The Seeds of Raider Success

Colgate’s last loss came on October 7th, 2017 to – guess who? – Lehigh.

The Mountain Hawks headed to Hamilton looking for their first win on the season last year as big underdogs as the possibility of a losing season loomed.

It was a game, as a Colgate fan might tell it, determined by some bad calls by the officials. Three different Colgate touchdowns were called back by penalties – one holding on a kickoff return, another on an ineligible man downfield penalty, and a third on a pass interference call.

Despite the nullified penalties it was a typical Colgate/Lehigh affair, back and forth with neither team with a clear advantage. Finally late in the game, QB Brad Mayes would put a pass in a place only where WR Troy Pelletier could catch it, and as Troy tumbled on the end zone turf, Lehigh took their first lead of the game.

Then Colgate would commit on their final drive of the game the only turnover of the contest – the costliest of fumbles that would all Lehigh their first win on the season, an improbable 41-38 victory.

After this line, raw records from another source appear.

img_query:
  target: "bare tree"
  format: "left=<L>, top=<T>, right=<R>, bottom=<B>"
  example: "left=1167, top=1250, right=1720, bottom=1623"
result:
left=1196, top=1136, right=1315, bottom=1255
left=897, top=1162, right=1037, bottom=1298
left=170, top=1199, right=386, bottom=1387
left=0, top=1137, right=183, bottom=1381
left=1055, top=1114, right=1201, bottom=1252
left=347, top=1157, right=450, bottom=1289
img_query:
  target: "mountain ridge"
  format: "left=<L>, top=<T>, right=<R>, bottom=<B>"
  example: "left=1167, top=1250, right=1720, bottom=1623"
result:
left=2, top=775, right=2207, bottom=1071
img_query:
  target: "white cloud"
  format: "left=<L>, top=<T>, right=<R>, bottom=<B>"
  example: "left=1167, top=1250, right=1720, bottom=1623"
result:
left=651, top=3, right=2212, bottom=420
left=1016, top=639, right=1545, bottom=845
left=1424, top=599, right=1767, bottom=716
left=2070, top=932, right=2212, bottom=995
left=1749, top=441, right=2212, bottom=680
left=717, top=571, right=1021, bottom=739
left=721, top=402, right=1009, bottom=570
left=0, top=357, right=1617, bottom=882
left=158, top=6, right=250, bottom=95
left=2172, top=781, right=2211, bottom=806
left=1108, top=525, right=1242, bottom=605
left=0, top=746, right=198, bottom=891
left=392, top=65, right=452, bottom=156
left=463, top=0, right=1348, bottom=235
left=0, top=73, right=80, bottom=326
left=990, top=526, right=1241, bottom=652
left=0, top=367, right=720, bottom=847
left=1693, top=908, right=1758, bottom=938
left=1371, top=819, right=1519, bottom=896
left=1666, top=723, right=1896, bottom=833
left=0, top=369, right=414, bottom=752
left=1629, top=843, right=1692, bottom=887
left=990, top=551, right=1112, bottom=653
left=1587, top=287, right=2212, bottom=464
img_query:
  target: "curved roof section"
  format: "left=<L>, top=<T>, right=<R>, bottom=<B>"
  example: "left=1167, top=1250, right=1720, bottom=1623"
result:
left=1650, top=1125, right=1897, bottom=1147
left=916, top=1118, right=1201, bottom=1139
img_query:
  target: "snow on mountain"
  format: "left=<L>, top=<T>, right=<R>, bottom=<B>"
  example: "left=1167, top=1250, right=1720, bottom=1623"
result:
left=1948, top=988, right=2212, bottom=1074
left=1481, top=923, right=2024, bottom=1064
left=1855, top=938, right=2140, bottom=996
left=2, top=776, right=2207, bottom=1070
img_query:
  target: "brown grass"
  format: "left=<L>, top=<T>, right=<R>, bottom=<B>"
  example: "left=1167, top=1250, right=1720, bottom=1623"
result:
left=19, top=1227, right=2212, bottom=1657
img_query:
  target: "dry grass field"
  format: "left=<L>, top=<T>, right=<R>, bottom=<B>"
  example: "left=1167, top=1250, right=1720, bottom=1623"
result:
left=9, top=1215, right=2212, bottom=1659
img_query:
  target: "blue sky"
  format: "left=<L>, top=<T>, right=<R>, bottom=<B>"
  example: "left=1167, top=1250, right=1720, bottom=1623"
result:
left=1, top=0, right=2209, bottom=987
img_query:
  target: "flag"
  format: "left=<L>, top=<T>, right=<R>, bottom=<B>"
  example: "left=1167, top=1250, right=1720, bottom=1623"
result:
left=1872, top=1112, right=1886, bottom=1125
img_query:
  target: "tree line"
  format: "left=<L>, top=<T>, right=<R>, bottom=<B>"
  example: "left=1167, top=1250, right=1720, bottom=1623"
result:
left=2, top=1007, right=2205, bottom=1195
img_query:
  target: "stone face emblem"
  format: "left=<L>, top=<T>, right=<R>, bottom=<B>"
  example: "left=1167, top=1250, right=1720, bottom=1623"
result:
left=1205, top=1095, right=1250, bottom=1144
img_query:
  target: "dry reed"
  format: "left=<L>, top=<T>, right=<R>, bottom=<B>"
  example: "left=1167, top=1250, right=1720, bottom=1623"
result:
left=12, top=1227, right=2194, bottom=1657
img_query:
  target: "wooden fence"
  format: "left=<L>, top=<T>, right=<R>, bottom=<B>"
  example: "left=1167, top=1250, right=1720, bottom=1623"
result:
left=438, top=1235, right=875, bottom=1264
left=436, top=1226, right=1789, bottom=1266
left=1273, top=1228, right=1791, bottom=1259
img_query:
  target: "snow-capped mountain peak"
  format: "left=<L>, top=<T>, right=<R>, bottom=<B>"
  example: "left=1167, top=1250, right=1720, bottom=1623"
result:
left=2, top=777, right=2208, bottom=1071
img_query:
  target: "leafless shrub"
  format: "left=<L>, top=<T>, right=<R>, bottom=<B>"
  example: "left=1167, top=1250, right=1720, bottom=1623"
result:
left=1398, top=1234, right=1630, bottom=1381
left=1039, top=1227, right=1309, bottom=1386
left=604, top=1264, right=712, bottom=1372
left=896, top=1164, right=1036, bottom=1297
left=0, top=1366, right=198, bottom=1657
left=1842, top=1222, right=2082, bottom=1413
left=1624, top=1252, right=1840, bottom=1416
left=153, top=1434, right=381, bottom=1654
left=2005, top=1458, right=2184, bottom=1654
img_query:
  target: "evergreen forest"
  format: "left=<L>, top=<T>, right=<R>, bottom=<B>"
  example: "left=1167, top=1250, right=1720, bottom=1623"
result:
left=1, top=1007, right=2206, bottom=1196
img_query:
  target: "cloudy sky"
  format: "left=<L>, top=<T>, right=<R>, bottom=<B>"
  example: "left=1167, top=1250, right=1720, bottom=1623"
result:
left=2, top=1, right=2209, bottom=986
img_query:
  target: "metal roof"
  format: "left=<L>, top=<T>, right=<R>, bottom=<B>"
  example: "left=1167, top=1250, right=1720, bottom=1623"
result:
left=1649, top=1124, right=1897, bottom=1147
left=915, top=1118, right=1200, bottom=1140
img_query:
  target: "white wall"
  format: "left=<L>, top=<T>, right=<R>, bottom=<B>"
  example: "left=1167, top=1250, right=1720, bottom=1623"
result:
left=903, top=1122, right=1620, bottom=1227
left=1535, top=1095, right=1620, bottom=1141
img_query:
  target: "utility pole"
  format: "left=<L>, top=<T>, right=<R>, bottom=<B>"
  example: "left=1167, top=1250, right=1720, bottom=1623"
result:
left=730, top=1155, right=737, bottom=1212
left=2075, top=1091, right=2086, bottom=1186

From that moment on, Lehigh would stumble against Fordham, but still have enough to win the Patriot League title and autobid. Colgate then quietly started their win streak that continues to this day, hoping Lehigh would slip up again, but it never happened.

Since giving up 41 points to Lehigh that October afternoon, it seemed to light a fire under the Raiders defense in particular. They wouldn’t give up more than 12 points in a game the rest of the 2017 season, and that momentum carried over into 2018, where they even held CAA teams like New Hampshire and William and Mary to a grand total of three points combined.

Game after game, performance after performance, the Colgate defense has delivered chances to win, and in the meantime, the Colgate offense has fed off of that Big Red Blanket and started to put up huge numbers of their own.

Dan Hunt called their 41-0 game against Fordham, a game where the Raiders gained 562 yards of total offense, five touchdowns and two field goals, as “the most complete performance this season.” Of course, it helped that the Raider defense held the Rams to -50 rushing yards, 4 first downs and 28 total yards.

So this weekend in Bethlehem, it’s not just another league game for the Raiders. It’s going to be a chance for Colgate to bring their big red blanket to their Bethlehem rivals and show the Mountain Hawks exactly what their 41-38 win last season has done for their team.